A volunteer lines up milk at a distribution at the Emergency Food Pantry at St. Ailbe in Calumet Heights.

A volunteer lines up milk at a distribution at the Emergency Food Pantry at St. Ailbe in Calumet Heights.

At the beginning of the distribution, Wayne addressed the pantry’s guests, giving them a brief overview of the process and the expectation for respectful behavior. Once the distribution was underway, Wayne zipped around and checked on people. At times, all it took was a smile or a touch on the arm.

Other times, she asked: “Are you OK?”

Camille Shavers turns to the Emergency Food Pantry at St. Ailbe.

Camille Shavers is a guest at the Emergency Food Pantry at St. Ailbe in Calumet Heights.

That’s a complex question to answer succinctly for many people who turn to food pantries. Camille Shavers, 76, described the neighborhood as “a sort of food desert” and said the St. Ailbe pantry’s assistance helps her offset other costs, like mounting medical bills. The encouragement from Wayne and other pantry volunteers lifts her spirits.

“It’s a special place here,” Shavers said. “Everything they do here, they do it with love.”

Clifton Young, a 69-year-old diabetic, said he struggles to walk some days because of his arthritis. Young worked in the service department of a car dealership before retiring in 2012. Now he mostly lives on Social Security and SNAP benefits.

Given those challenges, Young said he’s turned to the pantry off and on over the past few years.

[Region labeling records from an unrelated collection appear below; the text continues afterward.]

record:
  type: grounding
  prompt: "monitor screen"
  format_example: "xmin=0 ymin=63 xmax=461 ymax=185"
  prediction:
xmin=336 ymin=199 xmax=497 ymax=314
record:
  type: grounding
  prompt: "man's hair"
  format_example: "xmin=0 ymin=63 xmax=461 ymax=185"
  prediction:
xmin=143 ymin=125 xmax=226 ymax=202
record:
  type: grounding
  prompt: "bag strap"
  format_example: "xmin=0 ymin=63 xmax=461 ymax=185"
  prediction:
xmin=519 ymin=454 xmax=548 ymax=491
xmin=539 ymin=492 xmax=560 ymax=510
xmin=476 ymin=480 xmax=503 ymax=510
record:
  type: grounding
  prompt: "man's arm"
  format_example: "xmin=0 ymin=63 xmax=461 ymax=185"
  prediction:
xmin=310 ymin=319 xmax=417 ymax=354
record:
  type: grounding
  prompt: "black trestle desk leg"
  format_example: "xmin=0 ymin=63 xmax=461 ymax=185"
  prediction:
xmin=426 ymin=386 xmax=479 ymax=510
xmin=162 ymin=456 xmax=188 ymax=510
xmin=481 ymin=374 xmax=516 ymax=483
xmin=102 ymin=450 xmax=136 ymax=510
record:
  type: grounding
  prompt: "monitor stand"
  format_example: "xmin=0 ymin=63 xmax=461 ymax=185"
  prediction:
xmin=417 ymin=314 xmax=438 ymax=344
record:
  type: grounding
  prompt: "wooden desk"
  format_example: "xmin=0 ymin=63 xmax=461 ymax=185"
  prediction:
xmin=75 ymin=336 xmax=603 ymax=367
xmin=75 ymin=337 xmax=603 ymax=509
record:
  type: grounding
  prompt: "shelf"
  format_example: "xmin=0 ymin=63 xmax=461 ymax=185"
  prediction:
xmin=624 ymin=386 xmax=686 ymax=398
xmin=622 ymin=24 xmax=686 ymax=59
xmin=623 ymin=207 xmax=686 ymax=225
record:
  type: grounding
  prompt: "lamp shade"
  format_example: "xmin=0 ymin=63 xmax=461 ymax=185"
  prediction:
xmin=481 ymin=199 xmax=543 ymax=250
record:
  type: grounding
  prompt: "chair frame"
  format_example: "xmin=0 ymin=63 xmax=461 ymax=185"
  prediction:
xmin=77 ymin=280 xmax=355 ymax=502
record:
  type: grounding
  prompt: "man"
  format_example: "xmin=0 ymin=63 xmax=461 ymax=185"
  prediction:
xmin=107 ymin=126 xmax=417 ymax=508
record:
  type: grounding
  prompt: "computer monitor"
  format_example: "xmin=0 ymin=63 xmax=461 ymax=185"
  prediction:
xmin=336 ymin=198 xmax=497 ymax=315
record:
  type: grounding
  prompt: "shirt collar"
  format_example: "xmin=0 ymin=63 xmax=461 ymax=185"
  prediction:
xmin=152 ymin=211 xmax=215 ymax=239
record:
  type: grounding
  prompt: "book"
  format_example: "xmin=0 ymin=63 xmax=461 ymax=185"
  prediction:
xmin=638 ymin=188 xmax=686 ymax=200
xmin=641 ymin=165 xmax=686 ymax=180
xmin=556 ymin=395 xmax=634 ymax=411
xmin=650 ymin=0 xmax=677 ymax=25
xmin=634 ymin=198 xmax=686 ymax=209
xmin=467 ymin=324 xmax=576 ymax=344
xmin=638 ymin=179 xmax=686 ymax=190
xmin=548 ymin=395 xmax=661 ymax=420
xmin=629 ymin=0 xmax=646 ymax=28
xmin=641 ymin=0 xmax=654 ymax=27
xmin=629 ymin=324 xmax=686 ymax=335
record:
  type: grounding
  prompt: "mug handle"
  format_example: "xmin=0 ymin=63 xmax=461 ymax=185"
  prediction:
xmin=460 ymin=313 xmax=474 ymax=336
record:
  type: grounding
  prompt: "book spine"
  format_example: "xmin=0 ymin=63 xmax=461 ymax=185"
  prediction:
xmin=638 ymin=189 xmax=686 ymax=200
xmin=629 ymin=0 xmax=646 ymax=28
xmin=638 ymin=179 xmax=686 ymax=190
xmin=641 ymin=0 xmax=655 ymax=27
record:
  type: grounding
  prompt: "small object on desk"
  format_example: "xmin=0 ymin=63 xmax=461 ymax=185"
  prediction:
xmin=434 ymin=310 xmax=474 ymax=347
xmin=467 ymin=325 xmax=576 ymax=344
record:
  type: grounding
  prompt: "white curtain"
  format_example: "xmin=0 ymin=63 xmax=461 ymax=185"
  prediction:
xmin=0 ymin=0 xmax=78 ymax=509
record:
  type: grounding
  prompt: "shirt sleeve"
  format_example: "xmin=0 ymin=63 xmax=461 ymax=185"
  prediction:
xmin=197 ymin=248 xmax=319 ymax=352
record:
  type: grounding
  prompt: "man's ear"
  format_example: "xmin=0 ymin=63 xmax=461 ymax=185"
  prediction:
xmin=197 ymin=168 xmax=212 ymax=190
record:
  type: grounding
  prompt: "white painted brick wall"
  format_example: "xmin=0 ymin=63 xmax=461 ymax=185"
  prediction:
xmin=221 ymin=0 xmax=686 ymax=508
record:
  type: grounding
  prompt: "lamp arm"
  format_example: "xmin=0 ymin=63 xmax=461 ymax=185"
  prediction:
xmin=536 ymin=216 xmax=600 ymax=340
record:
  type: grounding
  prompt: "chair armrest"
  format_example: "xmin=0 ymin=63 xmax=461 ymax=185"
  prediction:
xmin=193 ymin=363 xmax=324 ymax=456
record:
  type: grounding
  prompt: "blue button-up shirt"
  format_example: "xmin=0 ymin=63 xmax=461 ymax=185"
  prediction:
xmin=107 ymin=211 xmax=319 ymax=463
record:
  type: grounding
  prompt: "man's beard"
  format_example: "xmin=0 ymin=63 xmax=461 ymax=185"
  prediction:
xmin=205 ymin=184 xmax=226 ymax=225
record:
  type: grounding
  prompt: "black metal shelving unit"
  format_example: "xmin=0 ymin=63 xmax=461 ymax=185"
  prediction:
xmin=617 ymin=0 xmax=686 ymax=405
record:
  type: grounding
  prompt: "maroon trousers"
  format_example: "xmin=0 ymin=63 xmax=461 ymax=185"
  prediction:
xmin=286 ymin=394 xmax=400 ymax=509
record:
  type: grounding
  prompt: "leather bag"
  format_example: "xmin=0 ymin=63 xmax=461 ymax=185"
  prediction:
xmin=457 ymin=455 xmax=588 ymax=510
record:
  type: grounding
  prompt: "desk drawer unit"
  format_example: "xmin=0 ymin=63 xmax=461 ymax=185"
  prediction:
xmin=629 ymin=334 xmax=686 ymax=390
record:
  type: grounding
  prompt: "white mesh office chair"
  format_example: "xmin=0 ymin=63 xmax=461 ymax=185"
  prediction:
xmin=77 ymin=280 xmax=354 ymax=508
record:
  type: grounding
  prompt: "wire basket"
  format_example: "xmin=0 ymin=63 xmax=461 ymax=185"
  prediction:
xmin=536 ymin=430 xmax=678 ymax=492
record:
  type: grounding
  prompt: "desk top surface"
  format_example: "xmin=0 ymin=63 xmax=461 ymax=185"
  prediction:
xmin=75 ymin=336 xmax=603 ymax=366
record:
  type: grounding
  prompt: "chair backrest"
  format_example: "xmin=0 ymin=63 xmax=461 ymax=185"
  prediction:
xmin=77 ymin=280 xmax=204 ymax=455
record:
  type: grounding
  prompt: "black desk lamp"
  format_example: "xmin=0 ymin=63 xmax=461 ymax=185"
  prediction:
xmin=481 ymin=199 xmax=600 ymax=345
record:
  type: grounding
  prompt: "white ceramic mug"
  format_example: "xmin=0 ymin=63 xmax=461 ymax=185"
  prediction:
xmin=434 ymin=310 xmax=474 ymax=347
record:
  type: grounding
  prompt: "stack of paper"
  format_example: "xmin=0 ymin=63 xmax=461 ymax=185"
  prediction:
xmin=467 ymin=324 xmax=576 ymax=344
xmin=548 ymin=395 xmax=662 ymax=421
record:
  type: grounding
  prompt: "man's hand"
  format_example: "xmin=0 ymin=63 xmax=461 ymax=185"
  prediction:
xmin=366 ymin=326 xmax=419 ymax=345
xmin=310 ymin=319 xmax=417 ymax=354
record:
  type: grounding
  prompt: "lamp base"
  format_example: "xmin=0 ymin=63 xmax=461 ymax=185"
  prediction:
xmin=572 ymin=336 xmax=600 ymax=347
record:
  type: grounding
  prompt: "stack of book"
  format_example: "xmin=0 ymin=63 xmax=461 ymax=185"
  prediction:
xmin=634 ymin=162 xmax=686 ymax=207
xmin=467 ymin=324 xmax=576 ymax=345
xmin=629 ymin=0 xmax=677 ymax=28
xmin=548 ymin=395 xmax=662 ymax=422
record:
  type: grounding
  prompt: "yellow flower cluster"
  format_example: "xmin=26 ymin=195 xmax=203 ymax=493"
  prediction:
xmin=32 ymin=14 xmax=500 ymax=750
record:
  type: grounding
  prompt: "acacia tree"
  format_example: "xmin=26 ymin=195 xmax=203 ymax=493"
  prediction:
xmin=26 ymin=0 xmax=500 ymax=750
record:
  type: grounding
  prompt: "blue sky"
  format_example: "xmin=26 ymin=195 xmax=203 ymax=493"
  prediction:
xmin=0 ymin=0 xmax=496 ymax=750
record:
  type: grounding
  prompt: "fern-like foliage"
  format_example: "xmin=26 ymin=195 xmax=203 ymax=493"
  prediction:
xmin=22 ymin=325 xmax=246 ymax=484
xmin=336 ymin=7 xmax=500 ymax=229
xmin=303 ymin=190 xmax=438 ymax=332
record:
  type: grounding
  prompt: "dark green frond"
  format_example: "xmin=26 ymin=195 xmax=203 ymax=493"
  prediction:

“I really appreciate it,” Young said. “One of the great things they can do is help people and feed the needy.”

Clifton Young, at right, said the food pantry at St. Ailbe helps him in times of need.

Clifton Young, at right, said the food pantry at St. Ailbe helps him in times of need.

As Wayne will tell you, there are many older adults in Calumet Heights who lack proximity to grocery stores; many of them also don’t have cars, further limiting their access.

Calumet Heights has an older population with a lower median household income than the figures for the city of Chicago as a whole, according to Census data.

“The people have a need and the help is so far away, they can’t get to it right away,” Wayne said. “I would say the need is great.”

As she explained the need in the community, Wayne was interrupted by an announcement to the bustling room of clients and volunteers – later in the month, there would be cake and ice cream, a special treat provided by the church. On the same day, there would also be a mental health training for her volunteers, some of whom face their own daily challenges.

People are hurting, Wayne said, but the Emergency Food Pantry at St. Ailbe is a place of healing and community.

In her own words: “We all carry suitcases full of rocks. I tell them to leave them at the door.”